With 2016 marking the centennial of America’s National Parks, millions of people have traveled to experience these natural gems firsthand. One of these inspired travelers was Paula Galland, a veteran Vantage traveler. Along with four of her adventurous girlfriends, Paula set out to explore several National Parks with Vantage on America’s Treasures: The U.S. National Parks.
Here are a few of our favorite trip highlights from her personal blog Traveling On:
Day 2 – Yellowstone – Old Faithful Snow Lodge
Headed south around Yellowstone Lake and learned the story of the invasive species Lake Trout. These trout are eating the native fish and generally wrecking havoc. In the ’90’s, the park service offered a $10,000 reward for anyone who could tell them who put the Great Lake invasive trout in the lake. Three years ago, the park service discovered they were the culprits. The park service put these trout into some glacial lakes, and fishermen caught them and later released them into Yellowstone Lake after deciding not to cook and eat them. Park service is still trying to figure out how to get rid of them!
Day 4 – Jackson Hole – Snow King Resort
Entered Grand Teton National Park at about 10:30 and made quite a few stops during the day to enjoy the majestic Tetons and to take hundreds of pictures. Had a great lunch at the Jackson Lake Lodge, the ritzy spot in the park with a huge glass wall for Teton viewing. Saw a moose quite a distance away from the beautiful viewing platform outside of the restaurant. Finally found the PJs for the grands I was searching for in a little hotel shop there. Other wildlife of the day included many elk and a fox, which kindly crossed the road right in front of us.
Arrived at the Snow King Lodge late afternoon. This hotel is a little bit out of Jackson at the foot of downhill ski slopes. This is a pretty place to stay, especially for winter downhill skiers as the lift begins at the lodge and most of the slopes end there.

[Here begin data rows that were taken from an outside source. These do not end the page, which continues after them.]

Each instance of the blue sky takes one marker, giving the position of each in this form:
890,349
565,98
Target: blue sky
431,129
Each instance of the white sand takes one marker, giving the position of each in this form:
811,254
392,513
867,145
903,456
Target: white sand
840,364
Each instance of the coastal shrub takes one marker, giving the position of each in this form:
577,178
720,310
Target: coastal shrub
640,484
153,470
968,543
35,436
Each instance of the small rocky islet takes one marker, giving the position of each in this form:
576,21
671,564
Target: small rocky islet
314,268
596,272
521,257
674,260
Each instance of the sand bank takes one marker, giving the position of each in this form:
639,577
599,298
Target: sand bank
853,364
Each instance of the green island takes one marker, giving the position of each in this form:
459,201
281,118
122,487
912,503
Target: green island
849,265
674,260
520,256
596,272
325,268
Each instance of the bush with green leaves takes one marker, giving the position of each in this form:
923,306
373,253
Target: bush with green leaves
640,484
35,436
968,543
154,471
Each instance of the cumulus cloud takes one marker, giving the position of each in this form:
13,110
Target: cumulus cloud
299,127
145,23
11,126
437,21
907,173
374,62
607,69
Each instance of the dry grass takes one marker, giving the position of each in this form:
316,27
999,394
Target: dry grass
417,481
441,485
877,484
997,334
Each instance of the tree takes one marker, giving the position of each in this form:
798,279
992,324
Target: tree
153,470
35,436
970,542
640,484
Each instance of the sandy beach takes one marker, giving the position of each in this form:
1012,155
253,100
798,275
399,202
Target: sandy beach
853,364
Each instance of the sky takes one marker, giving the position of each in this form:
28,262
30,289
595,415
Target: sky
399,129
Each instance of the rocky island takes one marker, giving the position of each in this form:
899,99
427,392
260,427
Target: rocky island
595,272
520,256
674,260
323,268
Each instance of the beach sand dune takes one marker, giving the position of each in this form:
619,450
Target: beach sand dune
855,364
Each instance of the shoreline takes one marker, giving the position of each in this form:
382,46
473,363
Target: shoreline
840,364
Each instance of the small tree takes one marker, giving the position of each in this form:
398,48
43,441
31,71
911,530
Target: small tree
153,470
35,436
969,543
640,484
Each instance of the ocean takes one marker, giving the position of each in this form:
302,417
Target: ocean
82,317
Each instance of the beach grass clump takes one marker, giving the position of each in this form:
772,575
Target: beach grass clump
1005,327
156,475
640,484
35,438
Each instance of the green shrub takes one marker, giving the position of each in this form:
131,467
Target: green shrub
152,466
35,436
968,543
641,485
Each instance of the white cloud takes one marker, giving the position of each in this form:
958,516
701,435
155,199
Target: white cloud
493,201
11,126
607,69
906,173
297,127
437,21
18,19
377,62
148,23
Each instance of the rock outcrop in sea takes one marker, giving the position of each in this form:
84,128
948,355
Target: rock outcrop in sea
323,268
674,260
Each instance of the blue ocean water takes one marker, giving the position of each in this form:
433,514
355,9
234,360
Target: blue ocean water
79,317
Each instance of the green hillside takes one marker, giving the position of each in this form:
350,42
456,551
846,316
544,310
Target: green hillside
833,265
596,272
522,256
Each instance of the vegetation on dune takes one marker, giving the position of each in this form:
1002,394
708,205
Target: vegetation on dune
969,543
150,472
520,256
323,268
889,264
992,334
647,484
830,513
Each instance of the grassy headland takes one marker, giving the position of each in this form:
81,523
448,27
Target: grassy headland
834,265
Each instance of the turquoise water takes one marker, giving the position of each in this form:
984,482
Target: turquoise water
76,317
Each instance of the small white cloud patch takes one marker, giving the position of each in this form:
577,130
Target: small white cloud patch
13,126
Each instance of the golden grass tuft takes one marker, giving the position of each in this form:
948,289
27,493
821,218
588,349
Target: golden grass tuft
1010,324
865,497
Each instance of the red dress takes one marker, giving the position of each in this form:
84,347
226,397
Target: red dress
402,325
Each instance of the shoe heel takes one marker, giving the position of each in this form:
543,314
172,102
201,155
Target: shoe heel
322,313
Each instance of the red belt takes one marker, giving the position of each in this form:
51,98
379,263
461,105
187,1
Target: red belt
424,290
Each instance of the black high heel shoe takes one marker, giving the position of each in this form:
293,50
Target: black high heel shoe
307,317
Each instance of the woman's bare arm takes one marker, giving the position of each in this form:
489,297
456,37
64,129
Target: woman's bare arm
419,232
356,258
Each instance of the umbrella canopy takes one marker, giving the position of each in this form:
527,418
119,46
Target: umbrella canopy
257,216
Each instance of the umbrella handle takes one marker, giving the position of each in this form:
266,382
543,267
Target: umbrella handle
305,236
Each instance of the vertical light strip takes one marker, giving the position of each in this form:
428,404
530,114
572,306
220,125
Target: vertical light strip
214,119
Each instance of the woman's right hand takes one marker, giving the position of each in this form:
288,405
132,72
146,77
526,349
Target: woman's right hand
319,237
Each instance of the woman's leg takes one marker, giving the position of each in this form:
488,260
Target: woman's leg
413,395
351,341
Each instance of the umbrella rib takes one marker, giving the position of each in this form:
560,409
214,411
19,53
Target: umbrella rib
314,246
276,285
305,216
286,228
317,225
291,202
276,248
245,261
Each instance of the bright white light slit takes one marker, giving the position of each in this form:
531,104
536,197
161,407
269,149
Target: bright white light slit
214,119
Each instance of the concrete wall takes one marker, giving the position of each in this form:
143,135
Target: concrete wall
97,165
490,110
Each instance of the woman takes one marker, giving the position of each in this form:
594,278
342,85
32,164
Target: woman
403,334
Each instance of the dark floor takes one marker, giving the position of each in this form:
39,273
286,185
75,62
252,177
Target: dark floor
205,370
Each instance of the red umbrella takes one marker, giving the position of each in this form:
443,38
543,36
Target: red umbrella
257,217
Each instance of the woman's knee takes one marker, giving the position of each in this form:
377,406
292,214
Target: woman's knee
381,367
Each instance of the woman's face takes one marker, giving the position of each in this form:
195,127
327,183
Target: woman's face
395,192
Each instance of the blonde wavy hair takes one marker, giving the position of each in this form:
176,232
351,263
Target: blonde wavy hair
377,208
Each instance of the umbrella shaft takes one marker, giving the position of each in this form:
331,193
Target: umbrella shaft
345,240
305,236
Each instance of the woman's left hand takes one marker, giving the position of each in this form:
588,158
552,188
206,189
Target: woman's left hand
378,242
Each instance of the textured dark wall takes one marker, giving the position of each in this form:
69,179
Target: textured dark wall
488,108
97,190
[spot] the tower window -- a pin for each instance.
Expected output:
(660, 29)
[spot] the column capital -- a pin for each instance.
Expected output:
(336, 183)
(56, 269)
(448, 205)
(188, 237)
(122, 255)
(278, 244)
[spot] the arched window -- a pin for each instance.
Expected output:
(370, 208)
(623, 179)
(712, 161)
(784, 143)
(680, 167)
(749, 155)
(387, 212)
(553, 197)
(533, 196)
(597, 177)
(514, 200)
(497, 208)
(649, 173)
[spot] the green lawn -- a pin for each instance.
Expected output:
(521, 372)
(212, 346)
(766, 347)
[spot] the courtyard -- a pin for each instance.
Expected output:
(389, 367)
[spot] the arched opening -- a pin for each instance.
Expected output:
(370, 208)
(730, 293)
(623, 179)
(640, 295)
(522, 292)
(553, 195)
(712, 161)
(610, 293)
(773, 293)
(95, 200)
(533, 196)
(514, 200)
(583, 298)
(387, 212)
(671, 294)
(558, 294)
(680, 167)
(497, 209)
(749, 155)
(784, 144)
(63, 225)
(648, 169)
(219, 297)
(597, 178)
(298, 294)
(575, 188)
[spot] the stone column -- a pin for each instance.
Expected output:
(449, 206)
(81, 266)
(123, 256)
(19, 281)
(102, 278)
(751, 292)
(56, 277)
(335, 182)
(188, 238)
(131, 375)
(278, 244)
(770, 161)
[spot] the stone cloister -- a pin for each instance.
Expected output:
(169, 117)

We took a free shuttle into Jackson and dined at Bubba’s, a local BBQ place recommended by Jason, Margie’s son, who had spent two years in Jackson working 10 years ago. It was not a tourist joint and was packed with locals enjoying delicious ribs.
Day 6 – Salt Lake City – Marriott Downtown
Our day began with a performance by the Mormon Tabernacle Choir, a unique organization made up of hundreds of volunteers. All are between the ages of 25 and 60 and live within 100 miles of Temple Square so they are able to attend weekly rehearsals and about 75 performances a year. Each Sunday morning they practice to the TV and radio show from 8:30-9 then perform live from 9:30-10. We arrived in time for about 15 minutes of the rehearsal and were lucky enough to be able to see the large screen of the TV camera in front of us. We loved seeing which shot was actually used on the show.

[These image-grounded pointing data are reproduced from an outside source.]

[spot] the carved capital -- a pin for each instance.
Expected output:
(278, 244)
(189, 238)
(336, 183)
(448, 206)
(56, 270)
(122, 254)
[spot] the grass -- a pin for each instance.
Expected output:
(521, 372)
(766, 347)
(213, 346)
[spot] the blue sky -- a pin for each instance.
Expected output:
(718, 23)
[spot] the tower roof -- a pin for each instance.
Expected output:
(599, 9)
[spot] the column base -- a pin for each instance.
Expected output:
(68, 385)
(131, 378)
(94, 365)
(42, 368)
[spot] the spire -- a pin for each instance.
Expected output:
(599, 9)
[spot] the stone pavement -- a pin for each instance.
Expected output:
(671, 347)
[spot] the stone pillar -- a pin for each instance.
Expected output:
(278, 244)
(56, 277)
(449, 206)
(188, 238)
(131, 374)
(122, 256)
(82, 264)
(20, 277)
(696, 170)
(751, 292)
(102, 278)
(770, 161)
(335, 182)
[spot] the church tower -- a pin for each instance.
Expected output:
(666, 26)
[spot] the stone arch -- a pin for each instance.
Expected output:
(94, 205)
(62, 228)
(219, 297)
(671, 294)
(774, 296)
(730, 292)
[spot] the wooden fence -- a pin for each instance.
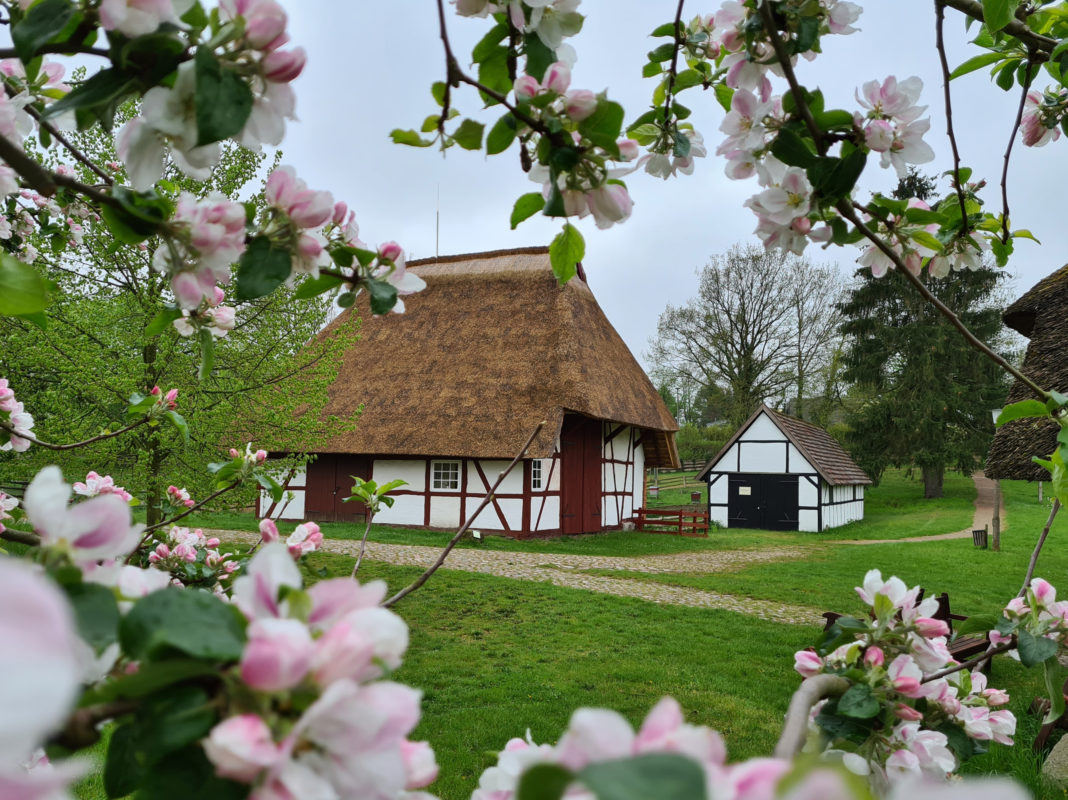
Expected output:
(680, 522)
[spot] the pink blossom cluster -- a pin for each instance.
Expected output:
(96, 484)
(207, 237)
(891, 123)
(98, 529)
(13, 412)
(305, 538)
(179, 498)
(217, 318)
(8, 503)
(898, 652)
(1038, 612)
(351, 740)
(1042, 113)
(185, 546)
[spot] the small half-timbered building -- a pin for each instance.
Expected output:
(781, 473)
(452, 389)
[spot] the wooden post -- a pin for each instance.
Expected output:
(995, 522)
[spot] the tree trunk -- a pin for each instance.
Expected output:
(932, 481)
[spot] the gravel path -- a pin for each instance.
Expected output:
(561, 570)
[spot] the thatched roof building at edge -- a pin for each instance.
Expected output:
(1041, 315)
(453, 388)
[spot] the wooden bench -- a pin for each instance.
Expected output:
(961, 648)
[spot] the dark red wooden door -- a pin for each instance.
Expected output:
(580, 452)
(329, 483)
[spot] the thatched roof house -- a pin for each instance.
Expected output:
(1041, 315)
(452, 389)
(782, 473)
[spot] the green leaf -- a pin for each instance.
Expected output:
(173, 620)
(187, 773)
(207, 354)
(859, 703)
(501, 135)
(485, 48)
(998, 13)
(791, 150)
(538, 56)
(263, 268)
(315, 286)
(1021, 410)
(410, 138)
(104, 89)
(469, 135)
(1054, 690)
(566, 250)
(179, 422)
(660, 775)
(95, 612)
(544, 782)
(527, 206)
(22, 289)
(668, 29)
(1034, 649)
(603, 125)
(383, 296)
(122, 771)
(161, 322)
(976, 62)
(223, 99)
(42, 22)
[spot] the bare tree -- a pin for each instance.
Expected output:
(762, 324)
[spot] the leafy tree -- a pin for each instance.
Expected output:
(762, 324)
(110, 334)
(927, 397)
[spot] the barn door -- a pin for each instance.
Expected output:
(580, 484)
(329, 483)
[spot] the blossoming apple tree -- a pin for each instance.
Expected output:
(221, 674)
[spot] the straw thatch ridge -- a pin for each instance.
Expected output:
(489, 348)
(1041, 315)
(819, 448)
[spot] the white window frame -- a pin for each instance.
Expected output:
(440, 477)
(537, 474)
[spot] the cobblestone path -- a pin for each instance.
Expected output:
(562, 570)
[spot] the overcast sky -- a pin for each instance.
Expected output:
(371, 66)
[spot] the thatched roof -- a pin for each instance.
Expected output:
(1041, 315)
(490, 347)
(818, 446)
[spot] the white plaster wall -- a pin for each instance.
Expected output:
(639, 475)
(798, 463)
(412, 471)
(549, 508)
(513, 483)
(445, 512)
(763, 428)
(487, 518)
(763, 457)
(295, 510)
(718, 490)
(407, 511)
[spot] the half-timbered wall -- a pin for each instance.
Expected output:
(764, 449)
(517, 506)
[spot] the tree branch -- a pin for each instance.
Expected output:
(796, 725)
(33, 440)
(1038, 548)
(471, 517)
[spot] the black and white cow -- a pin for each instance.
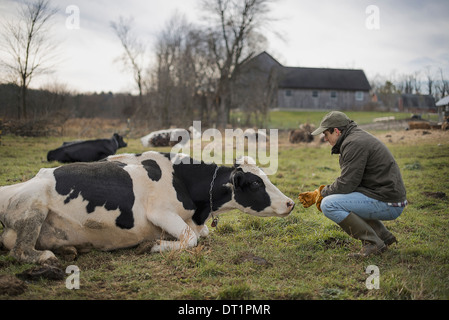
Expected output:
(86, 151)
(128, 200)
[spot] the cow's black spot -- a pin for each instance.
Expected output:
(182, 194)
(100, 184)
(250, 191)
(153, 170)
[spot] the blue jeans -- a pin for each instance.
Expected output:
(338, 206)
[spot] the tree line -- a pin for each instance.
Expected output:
(199, 71)
(192, 77)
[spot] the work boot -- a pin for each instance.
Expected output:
(382, 232)
(359, 229)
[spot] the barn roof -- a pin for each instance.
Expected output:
(311, 78)
(321, 78)
(443, 102)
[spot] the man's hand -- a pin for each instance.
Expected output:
(311, 197)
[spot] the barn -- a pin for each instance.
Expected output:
(311, 88)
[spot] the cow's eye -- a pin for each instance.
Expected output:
(255, 185)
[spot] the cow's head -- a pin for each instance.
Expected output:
(121, 143)
(255, 194)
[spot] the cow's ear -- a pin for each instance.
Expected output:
(237, 178)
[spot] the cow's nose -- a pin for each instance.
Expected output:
(290, 204)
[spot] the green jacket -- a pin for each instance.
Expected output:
(367, 166)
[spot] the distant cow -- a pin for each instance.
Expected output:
(129, 200)
(413, 125)
(300, 135)
(164, 138)
(86, 151)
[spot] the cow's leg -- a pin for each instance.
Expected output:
(200, 230)
(174, 225)
(27, 227)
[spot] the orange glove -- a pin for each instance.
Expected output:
(312, 197)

To be an arch, must be 3 feet across at least – landscape arch is the largest at 361 feet – 2,000 documented arches here. Erosion caused by rain, water, wind, and gravity
Slick rock – white smooth rock that is actually petrified.
Thelma and Louise was filmed in this park.
Very green in the park which is not typical – flowers blooming – rain last week
Courthouse Rock – filmed a car commercial on top. Wind picked up so helicopter could not get car and girl down. Had to spend the night.
Day 9 – Monument Valley – Grand Canyon – Yavapai Lodge
My mental alarm woke me up at 5:15 a.m. to be sure to watch the sunrise over the monuments from my bedroom window. I have a great photo of Harriet and me working on one of these patios back in our Georgia Virtual days while on a workation with Bob touring Northern Arizona. I think it was my most scenic work spot ever.
Day 10 – Grand Canyon
Next came the highlight of the trip, so far, our flight over the Grand Canyon. Our 12-passenger plane was piloted by a young female pilot so we all felt very safe. Weather was beautiful with little wind and lots of sunshine and fluffy clouds. The $159 hour-long flight was more than worth the money!
Day 12 – Bryce Canyon
Mr. Bryce settled here in the 1870s to raise cattle. He said of the canyon, “It’s a hell of a place to lose a cow.” Over 200 freeze/thaw cycles each year cause the canyon to be constantly changing. The highest point of our tour was at 9,000 feet. Native Americans were afraid of the canyon because they thought coyote had turned people into hoodoos. Only slightly over 1 million visitors each year – the least-visited of our tour parks due to its remote location. … Our bus stopped half a dozen times after driving to the extreme southern end of the part as we returned to the park entrance. Each view was more breathtaking than the previous one.